Here $V=\mathrm{span}(K_1,K_2,\ldots,K_n)$ forms a subspace of the vector space $\mathbb{Z}_2 \times \mathbb{Z}_2 \times \cdots \mathbb{Z}_2$. The size of $V$ is $2^r$, where $r$ is the rank of the matrix; in this case: \[ \left( \begin{array}{ccc} 0 & 1 & 0 \\ 1 & 1 & 0 \\ 1 & 1 & 0 \\ 0 & 0 & 1 \\ 0 & 0 & 1 \\ \end{array} \right). \]

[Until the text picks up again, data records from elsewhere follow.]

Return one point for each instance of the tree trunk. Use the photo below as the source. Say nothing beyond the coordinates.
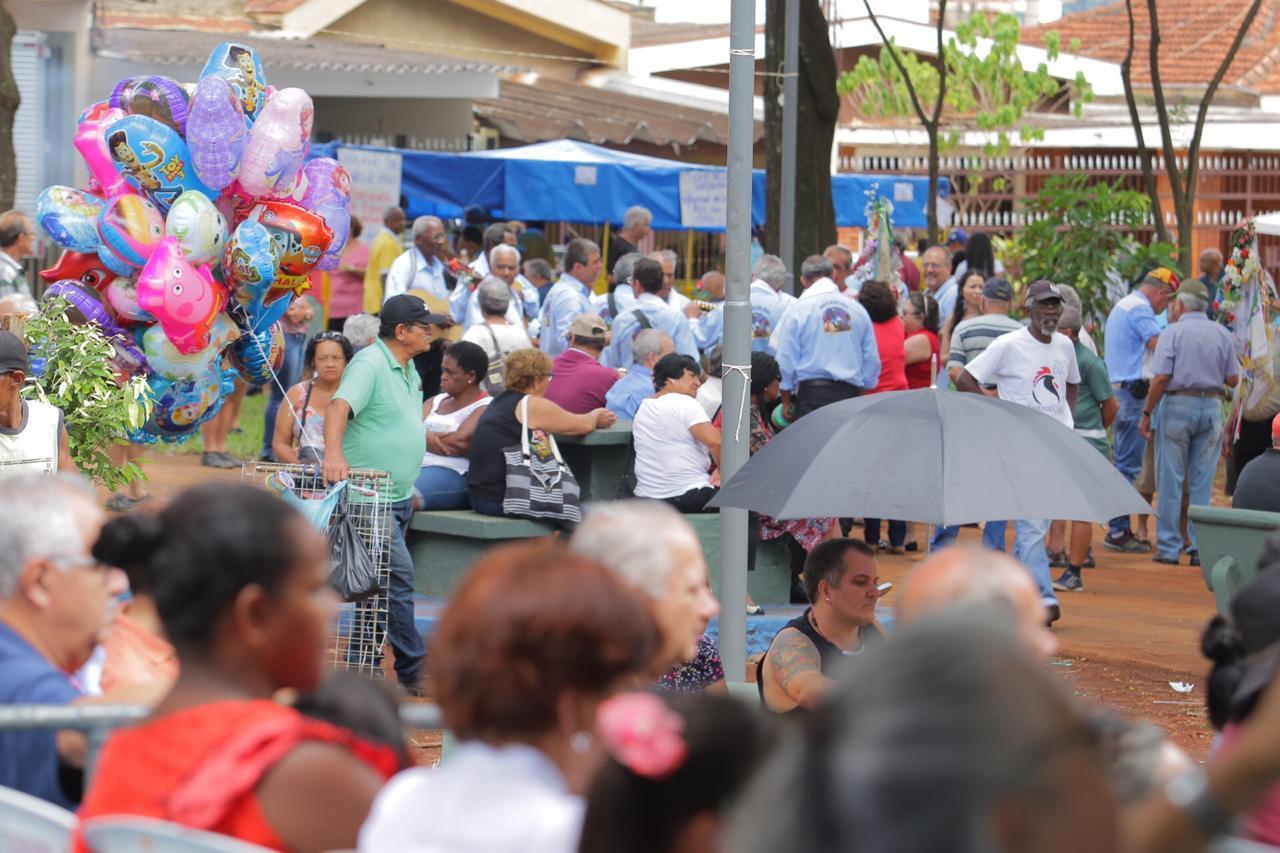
(9, 100)
(817, 112)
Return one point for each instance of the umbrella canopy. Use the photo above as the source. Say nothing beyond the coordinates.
(933, 456)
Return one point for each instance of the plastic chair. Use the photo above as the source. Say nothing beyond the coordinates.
(132, 834)
(32, 825)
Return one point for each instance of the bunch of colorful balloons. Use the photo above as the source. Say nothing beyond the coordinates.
(197, 229)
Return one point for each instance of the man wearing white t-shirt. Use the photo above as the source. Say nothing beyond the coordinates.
(1034, 366)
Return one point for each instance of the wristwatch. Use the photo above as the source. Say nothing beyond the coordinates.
(1189, 792)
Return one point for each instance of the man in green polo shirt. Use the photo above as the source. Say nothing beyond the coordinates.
(375, 422)
(1096, 407)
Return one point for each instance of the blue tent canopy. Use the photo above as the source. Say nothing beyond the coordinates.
(570, 181)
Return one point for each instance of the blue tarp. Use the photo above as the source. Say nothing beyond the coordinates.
(568, 181)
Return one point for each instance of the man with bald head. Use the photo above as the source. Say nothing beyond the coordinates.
(967, 576)
(1211, 274)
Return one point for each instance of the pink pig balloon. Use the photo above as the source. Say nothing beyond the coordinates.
(184, 300)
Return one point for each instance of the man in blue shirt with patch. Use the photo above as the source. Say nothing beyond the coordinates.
(56, 603)
(626, 393)
(649, 313)
(826, 345)
(570, 296)
(1132, 333)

Every element in $V$ can be generated in the same number of ways (i.e. the same number of linear combinations of $\{K_1,K_2,\ldots,K_n\}$. Thus:

Claim: If $(1,1,\ldots,1) \in V$, then it can be generated in $2^n/2^r$ ways. (Otherwise $0$ ways.)

You can find the solutions explicitly by solving the system of equations:

\[ \left( \begin{array}{ccccc} 0 & 1 & 1 & 0 & 0 \\ 1 & 1 & 1 & 0 & 0 \\ 0 & 0 & 0 & 1 & 1 \\ \end{array} \right) \left( \begin{array}{c} x_1 \\ x_2 \\ x_3 \\ x_4 \\ x_5 \\ \end{array} \right)=\left( \begin{array}{c} 1 \\ 1 \\ 1 \\ \end{array} \right). \] You'll end up with some free variables (which may take either value $0$ or $1$), and the remaining variables will be determined from them.

There's a gazillion linear algebra packages out there, or you could write your own for this specialised problem (I'll leave that to you).